In the Epistle to the Romans, Paul labored nearly three chapters to demonstrate that the grace of God reigns through righteousness leading to eternal life through Jesus Christ our Lord (5:21). Though sin is plentiful, grace abounds all the more (v.20). Some consider this license to indulge in numerous vices. “Are we to continue in sin that grace may abound?” (6:1). Such men count the freedom of Christ as liberty to sin. There are at least two problems with this conclusion.

First, sin that grace may abound is foolishness. Only a fool returns to a hard master when he has been bought by another with such an easy yoke (Matthew 11:30). You would join the Israelites who preferred Pharaoh to God (Numbers 14:1-4; Acts 7:39; 1 Corinthians 10:1-4; cf. Nehemiah 9:17)! Their fate will be yours: “Nevertheless, with most of them God was not pleased, for they were overthrown in the wilderness” (1 Corinthians 10:5; cf. Numbers 14:29f; 26:64-65; Psalm 106:26; Hebrews 3:17; Jude 5). Would you go back to the Devil’s plantation, to dine in Hades and sleep with your assassin, sin? Eyes are for the light, not the dark; lungs are for air, not water; salvation is for holiness, not unholiness.

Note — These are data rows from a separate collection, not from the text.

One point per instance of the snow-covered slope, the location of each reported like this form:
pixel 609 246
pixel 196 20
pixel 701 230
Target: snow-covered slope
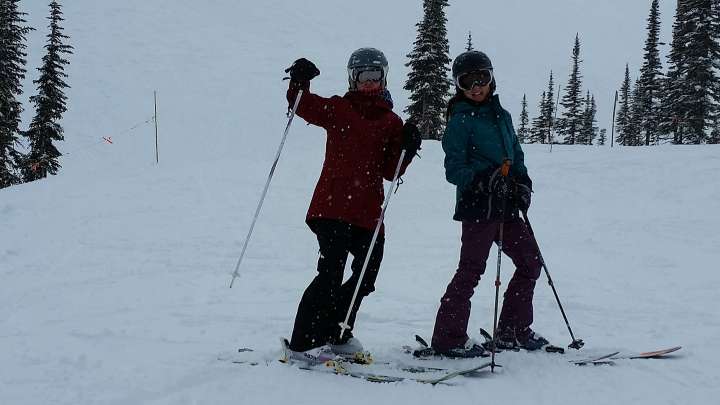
pixel 115 273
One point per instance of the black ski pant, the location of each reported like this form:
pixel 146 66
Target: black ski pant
pixel 326 300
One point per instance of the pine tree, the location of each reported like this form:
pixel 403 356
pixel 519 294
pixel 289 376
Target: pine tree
pixel 49 103
pixel 702 81
pixel 572 117
pixel 523 132
pixel 13 34
pixel 651 78
pixel 673 102
pixel 589 129
pixel 537 129
pixel 548 111
pixel 715 134
pixel 429 65
pixel 602 138
pixel 592 120
pixel 633 134
pixel 623 116
pixel 692 89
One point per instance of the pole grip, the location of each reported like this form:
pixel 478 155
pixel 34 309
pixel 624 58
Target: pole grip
pixel 505 171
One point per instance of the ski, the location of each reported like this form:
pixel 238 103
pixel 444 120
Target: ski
pixel 425 352
pixel 609 358
pixel 648 355
pixel 341 368
pixel 595 359
pixel 489 342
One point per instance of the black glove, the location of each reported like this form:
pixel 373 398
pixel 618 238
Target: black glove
pixel 412 139
pixel 522 196
pixel 492 181
pixel 302 70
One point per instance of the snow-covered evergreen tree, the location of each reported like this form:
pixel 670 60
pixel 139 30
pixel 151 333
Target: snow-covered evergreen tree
pixel 589 129
pixel 548 110
pixel 13 34
pixel 523 131
pixel 691 101
pixel 623 116
pixel 571 122
pixel 429 65
pixel 651 78
pixel 633 130
pixel 602 138
pixel 702 80
pixel 49 103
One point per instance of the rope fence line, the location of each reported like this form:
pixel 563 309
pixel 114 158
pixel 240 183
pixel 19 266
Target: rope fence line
pixel 103 140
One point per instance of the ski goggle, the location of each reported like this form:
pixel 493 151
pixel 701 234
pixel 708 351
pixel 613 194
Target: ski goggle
pixel 367 75
pixel 475 78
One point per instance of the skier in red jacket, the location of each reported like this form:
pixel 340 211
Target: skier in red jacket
pixel 365 139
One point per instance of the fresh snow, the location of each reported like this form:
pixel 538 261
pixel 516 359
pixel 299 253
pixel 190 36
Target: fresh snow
pixel 115 273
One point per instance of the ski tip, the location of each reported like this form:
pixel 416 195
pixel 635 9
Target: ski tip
pixel 422 341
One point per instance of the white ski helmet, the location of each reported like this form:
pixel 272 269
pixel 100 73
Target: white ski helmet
pixel 367 59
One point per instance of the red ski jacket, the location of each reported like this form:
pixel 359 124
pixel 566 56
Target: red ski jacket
pixel 364 142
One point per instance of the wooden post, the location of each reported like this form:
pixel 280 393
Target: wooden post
pixel 157 154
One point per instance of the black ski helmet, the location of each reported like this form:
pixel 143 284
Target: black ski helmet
pixel 471 61
pixel 365 58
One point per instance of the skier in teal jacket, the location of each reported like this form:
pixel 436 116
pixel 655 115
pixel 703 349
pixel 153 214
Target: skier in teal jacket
pixel 478 139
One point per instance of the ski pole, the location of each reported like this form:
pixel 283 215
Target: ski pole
pixel 344 325
pixel 504 171
pixel 576 343
pixel 267 185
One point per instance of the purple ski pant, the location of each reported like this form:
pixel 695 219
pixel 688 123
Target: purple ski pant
pixel 517 311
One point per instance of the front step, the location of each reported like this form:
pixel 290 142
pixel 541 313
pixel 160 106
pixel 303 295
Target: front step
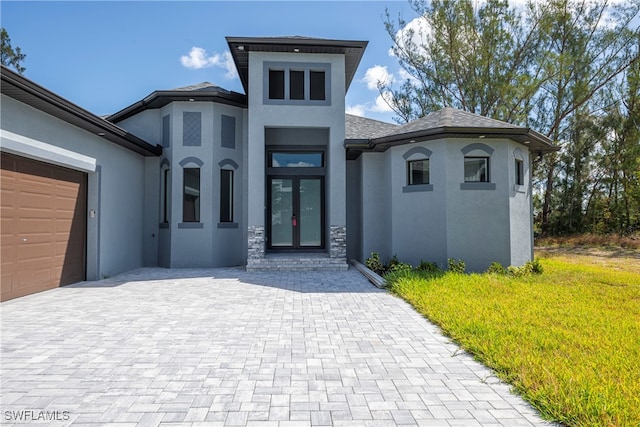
pixel 297 262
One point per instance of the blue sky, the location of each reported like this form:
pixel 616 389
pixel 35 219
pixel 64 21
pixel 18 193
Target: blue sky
pixel 105 56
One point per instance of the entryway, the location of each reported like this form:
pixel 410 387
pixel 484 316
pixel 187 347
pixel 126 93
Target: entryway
pixel 295 212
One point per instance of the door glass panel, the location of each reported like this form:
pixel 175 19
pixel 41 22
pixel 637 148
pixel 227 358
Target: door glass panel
pixel 296 160
pixel 281 212
pixel 310 212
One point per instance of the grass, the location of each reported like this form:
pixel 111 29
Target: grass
pixel 568 340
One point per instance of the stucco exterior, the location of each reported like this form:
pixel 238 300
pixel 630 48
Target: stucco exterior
pixel 155 178
pixel 115 182
pixel 446 219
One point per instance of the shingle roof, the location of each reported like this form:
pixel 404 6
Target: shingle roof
pixel 201 87
pixel 451 117
pixel 363 135
pixel 28 92
pixel 357 127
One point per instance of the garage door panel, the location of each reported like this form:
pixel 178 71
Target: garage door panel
pixel 33 226
pixel 36 201
pixel 46 205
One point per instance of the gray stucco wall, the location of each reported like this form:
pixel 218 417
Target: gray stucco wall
pixel 354 208
pixel 267 115
pixel 520 207
pixel 478 220
pixel 447 219
pixel 207 243
pixel 419 220
pixel 376 218
pixel 115 186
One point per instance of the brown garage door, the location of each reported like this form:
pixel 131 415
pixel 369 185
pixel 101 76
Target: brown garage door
pixel 43 226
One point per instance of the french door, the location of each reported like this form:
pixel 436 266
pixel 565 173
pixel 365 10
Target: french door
pixel 295 212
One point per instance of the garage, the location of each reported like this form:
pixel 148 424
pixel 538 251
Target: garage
pixel 43 229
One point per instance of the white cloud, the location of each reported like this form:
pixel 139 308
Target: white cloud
pixel 377 106
pixel 377 74
pixel 417 29
pixel 381 105
pixel 198 58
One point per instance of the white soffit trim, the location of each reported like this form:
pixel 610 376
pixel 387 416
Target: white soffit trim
pixel 38 150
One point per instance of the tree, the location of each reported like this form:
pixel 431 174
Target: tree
pixel 10 57
pixel 551 66
pixel 483 61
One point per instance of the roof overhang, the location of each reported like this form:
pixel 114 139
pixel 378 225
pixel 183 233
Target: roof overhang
pixel 160 98
pixel 241 46
pixel 534 141
pixel 24 90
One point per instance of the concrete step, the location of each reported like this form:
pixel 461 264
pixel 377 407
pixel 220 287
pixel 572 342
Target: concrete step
pixel 297 262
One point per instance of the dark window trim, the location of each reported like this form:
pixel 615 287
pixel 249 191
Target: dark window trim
pixel 190 225
pixel 296 247
pixel 519 175
pixel 231 197
pixel 286 67
pixel 478 186
pixel 197 219
pixel 166 194
pixel 487 158
pixel 228 225
pixel 409 183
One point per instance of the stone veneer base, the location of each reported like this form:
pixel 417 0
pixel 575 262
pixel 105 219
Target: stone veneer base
pixel 335 260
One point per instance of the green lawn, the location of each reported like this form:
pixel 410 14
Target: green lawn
pixel 568 339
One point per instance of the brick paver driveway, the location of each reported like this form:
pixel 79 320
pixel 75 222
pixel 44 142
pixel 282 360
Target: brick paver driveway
pixel 227 347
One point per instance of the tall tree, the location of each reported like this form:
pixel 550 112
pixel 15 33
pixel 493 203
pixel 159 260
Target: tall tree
pixel 590 43
pixel 480 60
pixel 9 56
pixel 548 67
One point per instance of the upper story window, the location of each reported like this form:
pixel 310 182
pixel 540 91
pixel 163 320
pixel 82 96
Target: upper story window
pixel 191 195
pixel 519 172
pixel 418 172
pixel 276 84
pixel 317 85
pixel 476 169
pixel 296 83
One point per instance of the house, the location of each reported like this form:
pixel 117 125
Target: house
pixel 276 178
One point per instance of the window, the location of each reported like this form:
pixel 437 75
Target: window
pixel 296 84
pixel 165 196
pixel 476 169
pixel 418 172
pixel 191 128
pixel 228 132
pixel 292 159
pixel 276 84
pixel 166 131
pixel 191 199
pixel 226 195
pixel 317 86
pixel 519 172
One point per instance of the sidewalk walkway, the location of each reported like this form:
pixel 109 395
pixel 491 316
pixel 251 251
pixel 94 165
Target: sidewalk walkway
pixel 231 348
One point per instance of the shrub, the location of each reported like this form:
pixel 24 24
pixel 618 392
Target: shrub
pixel 536 266
pixel 456 266
pixel 428 267
pixel 374 263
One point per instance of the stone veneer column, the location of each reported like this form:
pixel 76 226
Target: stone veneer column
pixel 338 241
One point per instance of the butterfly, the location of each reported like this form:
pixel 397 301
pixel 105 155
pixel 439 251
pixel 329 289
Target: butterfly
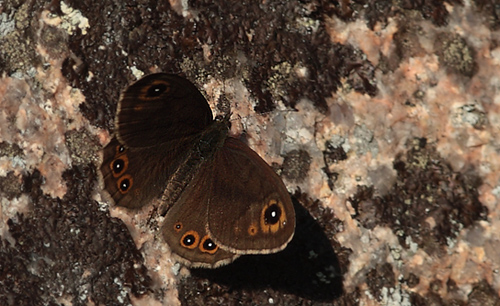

Second, sin that grace may abound is fantasy. “By no means! How can we who died to sin still live in it?” (Romans 6:2). The grace that abounds is the grace that sanctifies. Justification is an open curtain, and sanctification is a warm ray beaming through the window. By the design of God in the covenant of redemption, a justified man will no less exhibit sanctification than the sun will light a room when the shades are drawn. Holiness is the very definition of what we are being saved unto: “For we are his workmanship, created in Christ Jesus for good works, which God prepared beforehand, that we should walk in them” (Ephesians 2:10). 

Peter saw the foolishness and fantasy of sin that grace may abound. “You are a chosen race, a royal priesthood, a holy nation, a people for his own possession” (1 Peter 2:9). God created our father, Adam, from dust, and thereby defined what it means to be “human.” Similarly, by creating the church (i.e. His new creation), He defines what it means to be redeemed. He has called us “out of darkness into his marvelous light” (v.9). Let us, then, separate ourselves from all iniquity. Not all segregation is improper. Segregation from sin is certainly called for in Scripture. We are God’s people, having received His mercy (v.10). Segregation from unholiness is often difficult, because we live among unbelievers. This is all the more reason to lead obedient and holy lives, “so that when they speak against you as evildoers, they may see your good deeds and glorify God on the day of visitation” (v.12).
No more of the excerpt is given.